(Refleksi Kita di Era Digital)
Oleh: Subchan Daragana
Pemerhati Sosial & Magister Komunikasi, Universitas Bakrie
Kita hidup dalam sebuah dunia yang bergerak lebih cepat daripada kemampuan manusia untuk memaknainya. Kecepatan bukan lagi sekadar fasilitas, ia telah berubah menjadi budaya, bahkan ideologi. Pesan datang dalam hitungan detik, respons ditagih tanpa jeda, dan kehidupan seakan berlomba untuk menjadi yang paling cepat tampil dan paling cepat terlihat. Namun, dalam deru kecepatan itu, ada sesuatu yang pelan-pelan hilang, kedalaman batin. Kita menjadi manusia yang berlari tanpa arah, merasa tanpa jeda, bereaksi tanpa refleksi.

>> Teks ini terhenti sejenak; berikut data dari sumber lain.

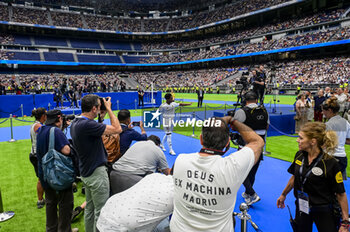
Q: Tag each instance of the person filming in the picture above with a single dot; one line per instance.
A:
(256, 117)
(317, 182)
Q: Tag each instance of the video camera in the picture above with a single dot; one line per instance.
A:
(103, 107)
(66, 118)
(235, 137)
(243, 80)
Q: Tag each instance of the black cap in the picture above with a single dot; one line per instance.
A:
(250, 96)
(52, 116)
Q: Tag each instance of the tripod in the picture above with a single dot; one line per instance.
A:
(245, 218)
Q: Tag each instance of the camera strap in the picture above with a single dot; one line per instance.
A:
(213, 151)
(304, 178)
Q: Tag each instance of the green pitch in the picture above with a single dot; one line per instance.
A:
(18, 180)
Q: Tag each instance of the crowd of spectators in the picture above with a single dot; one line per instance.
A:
(154, 25)
(4, 13)
(182, 78)
(6, 55)
(284, 42)
(247, 32)
(317, 71)
(134, 25)
(126, 5)
(67, 20)
(39, 83)
(100, 23)
(124, 24)
(298, 72)
(6, 39)
(31, 16)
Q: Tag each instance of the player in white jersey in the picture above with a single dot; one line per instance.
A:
(168, 111)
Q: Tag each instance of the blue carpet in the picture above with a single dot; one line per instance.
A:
(271, 179)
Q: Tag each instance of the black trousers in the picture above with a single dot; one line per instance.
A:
(260, 91)
(140, 101)
(323, 218)
(200, 101)
(64, 200)
(249, 181)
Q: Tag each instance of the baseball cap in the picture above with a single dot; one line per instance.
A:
(52, 116)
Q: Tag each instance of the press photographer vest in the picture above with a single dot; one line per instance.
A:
(256, 118)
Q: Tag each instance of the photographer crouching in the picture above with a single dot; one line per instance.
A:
(258, 81)
(256, 117)
(87, 139)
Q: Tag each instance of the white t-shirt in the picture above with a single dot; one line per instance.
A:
(342, 128)
(139, 208)
(206, 189)
(168, 110)
(140, 158)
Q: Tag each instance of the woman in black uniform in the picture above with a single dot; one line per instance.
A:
(317, 182)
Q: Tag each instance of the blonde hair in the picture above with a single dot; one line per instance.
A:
(331, 103)
(327, 140)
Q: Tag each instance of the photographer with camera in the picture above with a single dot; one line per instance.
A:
(257, 118)
(87, 139)
(258, 81)
(141, 159)
(206, 183)
(129, 134)
(63, 198)
(200, 96)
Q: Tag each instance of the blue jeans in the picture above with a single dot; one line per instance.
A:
(97, 193)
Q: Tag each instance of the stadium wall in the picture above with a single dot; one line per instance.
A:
(11, 104)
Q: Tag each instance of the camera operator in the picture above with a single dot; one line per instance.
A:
(256, 117)
(139, 160)
(198, 206)
(200, 96)
(63, 198)
(259, 78)
(87, 139)
(129, 134)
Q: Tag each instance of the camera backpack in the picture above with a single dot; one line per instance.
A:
(58, 169)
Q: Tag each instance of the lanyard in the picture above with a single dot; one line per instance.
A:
(213, 151)
(308, 173)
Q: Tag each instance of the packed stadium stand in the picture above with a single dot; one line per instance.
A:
(321, 28)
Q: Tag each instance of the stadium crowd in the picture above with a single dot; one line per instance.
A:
(247, 32)
(67, 20)
(298, 72)
(284, 42)
(32, 16)
(40, 83)
(70, 19)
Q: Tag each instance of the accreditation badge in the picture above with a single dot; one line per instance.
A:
(303, 201)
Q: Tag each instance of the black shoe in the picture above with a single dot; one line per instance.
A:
(76, 212)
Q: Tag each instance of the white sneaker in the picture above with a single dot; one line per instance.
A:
(245, 196)
(162, 147)
(253, 199)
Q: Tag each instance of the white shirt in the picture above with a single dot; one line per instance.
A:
(206, 189)
(342, 128)
(341, 101)
(140, 158)
(168, 110)
(241, 117)
(139, 208)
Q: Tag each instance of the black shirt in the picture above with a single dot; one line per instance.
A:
(86, 135)
(324, 180)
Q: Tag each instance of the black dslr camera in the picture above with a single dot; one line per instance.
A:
(103, 107)
(66, 118)
(243, 80)
(235, 137)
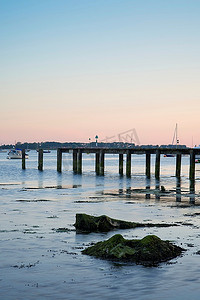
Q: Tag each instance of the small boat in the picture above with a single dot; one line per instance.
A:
(15, 154)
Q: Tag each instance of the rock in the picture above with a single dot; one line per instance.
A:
(87, 223)
(150, 250)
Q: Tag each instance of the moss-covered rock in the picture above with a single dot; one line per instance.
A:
(87, 223)
(150, 250)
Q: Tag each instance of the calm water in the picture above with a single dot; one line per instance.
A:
(38, 262)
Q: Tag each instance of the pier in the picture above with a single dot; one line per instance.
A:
(124, 153)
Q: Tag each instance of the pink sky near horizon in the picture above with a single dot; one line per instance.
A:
(72, 71)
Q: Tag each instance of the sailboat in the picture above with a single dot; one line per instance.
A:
(175, 141)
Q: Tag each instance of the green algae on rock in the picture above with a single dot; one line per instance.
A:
(87, 223)
(150, 250)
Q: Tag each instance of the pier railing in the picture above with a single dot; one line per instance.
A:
(127, 152)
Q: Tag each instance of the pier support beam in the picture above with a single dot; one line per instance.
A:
(40, 159)
(128, 163)
(178, 165)
(192, 169)
(75, 161)
(157, 165)
(59, 160)
(23, 159)
(121, 164)
(148, 165)
(79, 162)
(97, 163)
(101, 163)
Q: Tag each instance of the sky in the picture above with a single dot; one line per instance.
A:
(74, 69)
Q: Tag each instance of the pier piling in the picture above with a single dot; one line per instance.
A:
(178, 165)
(157, 164)
(121, 164)
(148, 165)
(128, 163)
(101, 164)
(23, 159)
(75, 161)
(59, 160)
(192, 170)
(79, 162)
(97, 163)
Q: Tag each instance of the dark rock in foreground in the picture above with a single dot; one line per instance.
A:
(149, 251)
(87, 223)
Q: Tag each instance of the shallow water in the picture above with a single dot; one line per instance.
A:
(37, 262)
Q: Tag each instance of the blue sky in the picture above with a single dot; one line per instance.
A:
(99, 67)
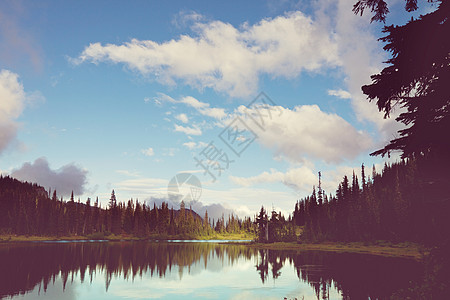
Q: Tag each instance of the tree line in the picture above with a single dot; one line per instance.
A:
(408, 201)
(28, 209)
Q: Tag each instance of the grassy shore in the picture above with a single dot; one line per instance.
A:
(113, 237)
(406, 250)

Paul Virilio, filsuf Prancis, menyebut fenomena ini sebagai dromologi, ilmu tentang kecepatan yang menjadi logika baru dunia modern. Ia menulis bahwa ketika kecepatan menjadi pusat kehidupan, manusia kehilangan kemampuannya untuk merenung. Kita menekan tombol “unggah” lebih cepat daripada kita menimbang konsekuensinya. Kita membagikan emosi lebih cepat daripada memahaminya. Dan kita menilai sesuatu lebih cepat daripada memverifikasi kebenarannya. Di sini, kecepatan bukan lagi media, tetapi nilai itu sendiri. “Yang cepat dianggap benar, yang lambat dianggap gagal.”
Di waktu yang sama, sosiolog Zygmunt Bauman menggambarkan masyarakat kini sebagai masyarakat likuid masyarakat yang cair, mudah berubah, dan sulit memiliki bentuk tetap. Hubungan, komitmen, bahkan nilai moral menjadi fluktuatif. Ketika emosi, opini, dan kepercayaan berubah secepat jempol menggulir layar, kita perlahan kehilangan keteguhan yang dulu menjadi pondasi pribadi manusia. Ketenangan digantikan oleh kegaduhan. Kedalaman digantikan oleh citra. Kehatihatian digantikan oleh keinginan tampil.
Hartmut Rosa menambahkan lapisan penting melalui konsep akselerasi sosial. Ia menyatakan bahwa manusia modern mengalami percepatan di tiga dimensi, teknologi, interaksi sosial, dan ritme kehidupan. Kita bisa berkomunikasi lebih cepat, bergerak lebih cepat, bekerja lebih cepat, tetapi kemampuan jiwa untuk memahami perubahan itu tidak ikut dipercepat.
Akhirnya muncul kesenjangan antara kecepatan dunia dan kemampuan batin untuk menampungnya. Hasilnya bukanlah kemajuan, melainkan kelelahan eksistensial. Kita merasa sibuk, tapi kosong. Berjejaring, tapi sepi. Tahu banyak hal, tapi tidak punya ruang untuk memikirkan apa artinya bagi hidup.